В главном штабе криминальной полиции никто не удивился, когда вести расследование убийства на Шпицбергене поручили Юнасу Люнду Хагену. Коллеги за спиной посмеивались над ним, но никто не отрицал, что этот въедливый следователь лучше всего подходит для подобного дела, пусть даже Хагена считали лишённым фантазии. Такое необычное убийство – как раз для терпеливого любителя деталей и мелочей. В делах такого рода необходима осторожность, иначе все расследование превратится в цирк. Журналисты – как норвежские, так и зарубежные – уже подняли шумиху.
Старший следователь сам набрал себе команду, и состав этой рабочей группы тоже никого особенно не удивил. Люнд Хаген всегда, насколько позволяли возможности, работал с опытным криминалистом Отто Карлсеном и с тихим, скромным Эриком Тведтом. Считалось, что последнего природа наградила врождённым талантом изучать место преступления.
Вот только никому и в голову не пришло бы, что в рабочую группу по Шпицбергенскому делу войдёт и Ян Мелум. Во-первых, он проработал в криминальной полиции всего чуть больше года. Во-вторых, никто и никогда не слышал, чтобы Люнд Хаген хоть словом упомянул своего самоуверенного и тщеславного коллегу. Проработав в криминальной полиции всего ничего, Мелум, открытый и язвительный, быстро превратился в настоящий магнит для журналистов.
Ко всему прочему, он принадлежал к особому клану молодых, скептически настроенных следователей, которые вечно обедали вместе и смеялись только над собственными шутками, а на совещаниях непременно нахваливали друг друга. Они явно ходили на курсы, где обучались позитивному взаимодействию в команде и извлеканию пользы из совместной работы. Однако, давая интервью журналистам, когда речь заходила о примерах для подражания, хвастались они исключительно собственными достижениями.
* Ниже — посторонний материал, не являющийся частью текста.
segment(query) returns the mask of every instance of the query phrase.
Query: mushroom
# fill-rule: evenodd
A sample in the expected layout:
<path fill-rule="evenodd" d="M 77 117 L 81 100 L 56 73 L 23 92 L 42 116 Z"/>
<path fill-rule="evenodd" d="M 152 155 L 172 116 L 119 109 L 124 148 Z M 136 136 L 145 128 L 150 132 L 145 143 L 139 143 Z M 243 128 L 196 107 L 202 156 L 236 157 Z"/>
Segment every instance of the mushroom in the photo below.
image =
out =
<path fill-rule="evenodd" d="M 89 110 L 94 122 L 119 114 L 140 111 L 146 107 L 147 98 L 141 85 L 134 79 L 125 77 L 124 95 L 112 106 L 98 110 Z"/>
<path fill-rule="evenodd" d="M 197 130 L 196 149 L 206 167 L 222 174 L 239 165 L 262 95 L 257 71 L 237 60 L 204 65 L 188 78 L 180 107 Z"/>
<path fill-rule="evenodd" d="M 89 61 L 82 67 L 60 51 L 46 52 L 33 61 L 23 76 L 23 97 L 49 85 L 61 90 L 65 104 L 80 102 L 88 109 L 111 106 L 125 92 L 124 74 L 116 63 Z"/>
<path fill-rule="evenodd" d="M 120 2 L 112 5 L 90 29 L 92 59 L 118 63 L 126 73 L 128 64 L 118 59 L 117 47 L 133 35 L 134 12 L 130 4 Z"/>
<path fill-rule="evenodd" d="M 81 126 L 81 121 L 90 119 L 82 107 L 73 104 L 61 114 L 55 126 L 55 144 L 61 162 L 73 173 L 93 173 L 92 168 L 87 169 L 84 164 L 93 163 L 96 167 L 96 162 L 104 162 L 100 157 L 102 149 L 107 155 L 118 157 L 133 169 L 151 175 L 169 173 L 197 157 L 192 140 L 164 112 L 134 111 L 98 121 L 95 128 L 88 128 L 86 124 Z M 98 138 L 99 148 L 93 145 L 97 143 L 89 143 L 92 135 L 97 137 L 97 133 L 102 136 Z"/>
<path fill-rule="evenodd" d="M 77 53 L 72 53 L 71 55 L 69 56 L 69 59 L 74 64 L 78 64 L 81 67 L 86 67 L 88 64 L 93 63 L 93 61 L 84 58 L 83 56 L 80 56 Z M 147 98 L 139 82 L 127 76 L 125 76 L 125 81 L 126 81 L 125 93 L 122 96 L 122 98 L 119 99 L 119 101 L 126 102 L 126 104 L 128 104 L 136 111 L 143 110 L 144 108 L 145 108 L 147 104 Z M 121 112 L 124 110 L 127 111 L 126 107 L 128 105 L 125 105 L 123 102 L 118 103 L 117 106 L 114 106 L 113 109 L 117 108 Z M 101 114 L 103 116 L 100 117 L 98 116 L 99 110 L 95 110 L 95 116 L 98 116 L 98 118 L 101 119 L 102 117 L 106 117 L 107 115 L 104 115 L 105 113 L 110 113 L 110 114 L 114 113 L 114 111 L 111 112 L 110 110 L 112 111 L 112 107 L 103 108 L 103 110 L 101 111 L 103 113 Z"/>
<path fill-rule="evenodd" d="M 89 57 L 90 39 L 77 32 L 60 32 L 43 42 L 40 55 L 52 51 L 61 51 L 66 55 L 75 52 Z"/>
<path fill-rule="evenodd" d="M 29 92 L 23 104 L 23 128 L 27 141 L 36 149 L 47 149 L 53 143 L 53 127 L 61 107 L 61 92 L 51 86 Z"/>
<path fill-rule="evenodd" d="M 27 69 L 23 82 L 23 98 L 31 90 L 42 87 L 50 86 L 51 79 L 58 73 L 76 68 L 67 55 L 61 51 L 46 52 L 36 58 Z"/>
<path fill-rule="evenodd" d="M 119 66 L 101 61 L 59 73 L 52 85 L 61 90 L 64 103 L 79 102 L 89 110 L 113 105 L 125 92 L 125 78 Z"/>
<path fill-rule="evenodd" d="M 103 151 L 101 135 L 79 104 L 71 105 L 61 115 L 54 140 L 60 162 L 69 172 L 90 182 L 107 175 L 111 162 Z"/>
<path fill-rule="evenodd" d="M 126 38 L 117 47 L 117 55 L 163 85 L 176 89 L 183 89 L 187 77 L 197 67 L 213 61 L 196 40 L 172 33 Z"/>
О неудачах упоминалось только в свете статистики, которую желательно побыстрее забыть.
Люнд Хаген же совершенно иначе смотрел на нераскрытые дела. Для него они представляли собой своеобразную библиотеку ещё не разработанных методов и служили источником вдохновения для дальнейших поисков. Нераскрытые дела были сокровищами, скрытыми в архивах криминальной полиции. Но находились среди полицейских и те, кто год за годом терпеливо и въедливо пытался отыскать убийц. Те, кого злило, что преступникам удалось ускользнуть. Те, кто никогда не забывал о нераскрытом деле. Они никогда не сдавались. Следствие по старым делам редко возобновлялось, и им нечасто удавалось поймать преступника, который считал, что находится в безопасности. Возможно, журналисты подобными делами не интересовались, но в таких случаях следователей охватывало чувство единения, которое они не променяли бы и на самые заманчивые газетные заголовки.